As per AASB 119, employee benefits include different types of considerations provided by a business concern particularly in exchange of services rendered by their employees or for the purpose of termination of employment (Hodgson and Russell 2014). However, AASB 119 is not applied by a specific employer for the purpose of accounting various employee benefits in which AASB 2 share based payment is applied (Barth 2015). In the financial statements, a specific liability is documented for benefits to employees with regard to wages as well as salaries, yearly leave, leave for long service, as well as sick leave when it is likely that an arrangement will be obligatory and that can be measured consistently (Jin et al. 2015).
The financial statements of the firm also states that deferred tax assets or else liabilities along with assets or liabilities associated to employee benefit are detected and enumerated as per AASB 112 Income Taxes along with AASB 119 Employee Benefits respectively (Budding et al. 2014).
Fair value for enumeration and/or for purposes of disclosure in the consolidated financial statements of Domino’s is primarily determined on such a base, excluding for transactions related to share-based payment that are contained by the capacity of AASB 2.

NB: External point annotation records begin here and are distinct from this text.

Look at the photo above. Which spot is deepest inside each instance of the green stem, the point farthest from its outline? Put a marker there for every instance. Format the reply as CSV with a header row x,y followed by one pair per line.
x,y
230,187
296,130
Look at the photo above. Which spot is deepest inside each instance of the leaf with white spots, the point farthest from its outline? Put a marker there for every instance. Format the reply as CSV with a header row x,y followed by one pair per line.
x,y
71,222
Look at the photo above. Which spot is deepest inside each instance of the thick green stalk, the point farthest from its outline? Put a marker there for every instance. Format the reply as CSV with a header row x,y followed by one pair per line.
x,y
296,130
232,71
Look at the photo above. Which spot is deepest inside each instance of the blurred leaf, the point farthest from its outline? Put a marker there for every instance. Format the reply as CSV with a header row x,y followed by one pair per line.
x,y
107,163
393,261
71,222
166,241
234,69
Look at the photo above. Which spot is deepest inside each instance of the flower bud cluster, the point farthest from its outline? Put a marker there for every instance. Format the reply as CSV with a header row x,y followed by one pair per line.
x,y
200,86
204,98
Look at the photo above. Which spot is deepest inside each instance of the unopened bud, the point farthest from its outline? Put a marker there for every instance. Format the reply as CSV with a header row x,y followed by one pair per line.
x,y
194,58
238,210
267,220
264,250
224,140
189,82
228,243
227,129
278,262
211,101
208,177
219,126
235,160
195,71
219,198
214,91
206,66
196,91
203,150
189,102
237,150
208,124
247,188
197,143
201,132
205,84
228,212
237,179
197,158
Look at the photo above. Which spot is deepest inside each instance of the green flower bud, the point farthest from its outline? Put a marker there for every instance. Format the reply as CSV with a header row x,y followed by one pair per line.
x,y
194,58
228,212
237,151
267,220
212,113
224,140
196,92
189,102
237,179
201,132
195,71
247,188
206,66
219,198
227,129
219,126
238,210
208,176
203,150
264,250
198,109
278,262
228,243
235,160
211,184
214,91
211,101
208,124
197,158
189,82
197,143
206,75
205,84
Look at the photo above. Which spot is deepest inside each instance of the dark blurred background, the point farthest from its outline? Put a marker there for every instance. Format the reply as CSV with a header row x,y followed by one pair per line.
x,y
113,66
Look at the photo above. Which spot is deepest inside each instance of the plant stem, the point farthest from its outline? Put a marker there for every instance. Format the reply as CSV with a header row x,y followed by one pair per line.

Analysis of Issues with the Employee Compensation
However, certain issues can be detected with the remuneration of the employees of the corporation. Domino's is regarded as latest large Australian corporation to come under inspection for controversial agreement with the Shop, Distributive and Allied Employees Association (SDA). Reports reveal that Domino's Pizza employees are missing on rates of penalty amounting to $32 million each year owing to an arrangement between the corporation and the shop assistants' union. Investigation of the Fairfax Media discloses that the agreement with the union have led to hundreds as well as thousands of low paid employees that are denied of diverse penalty rtes as well as higher casual holdings (The Sydney Morning Herald 2017). Consequently many of the employees are paid significantly less than the award that is essentially the basically the safety net. As per report, retail analyst of the Deutsche Bank has also warned that the corporation might face a blow out as this is against the wage bill. The company Domino’s that is not paying the penalty rates can be forced to renew the outdated the agreement with the SDA. Retail analyst has also approximated that disbursement of additional $32 million as wages might slash profitability of the corporation by nearly 25%. Reports also reflect that agreement with the staff of Domino's was struck during the year 2009, before the implementation of the national award system that established novel minimum standard for the fast-food business, counting penalty rates. However, Domino's has sustained to legally function on the agreement, although it has run out and disburses by and large rates that are well beneath legal minimums. Again, workplace deals in Australia also have the need to go by the "better off overall test", aimed to warrant employees are paid more as per the workplace deal than the award (The Sydney Morning Herald 2017).
In conclusion it can be said that Management of Domino’s has now admitted that the overall cost of disbursing penalty rates was unknown to them and can be higher than the approximated figures presented by the Deutsche Bank. Retail analysts are of the view that Domino’s disbursed only $18.99 per hour and no penalty rates and that is significantly lower than even the award. So, this in effect implies any worker is necessarily worse off under the deal than under the fast food novel award. However, SDA has declared that they are set to strike a new deal that meets the minimum legal necessities.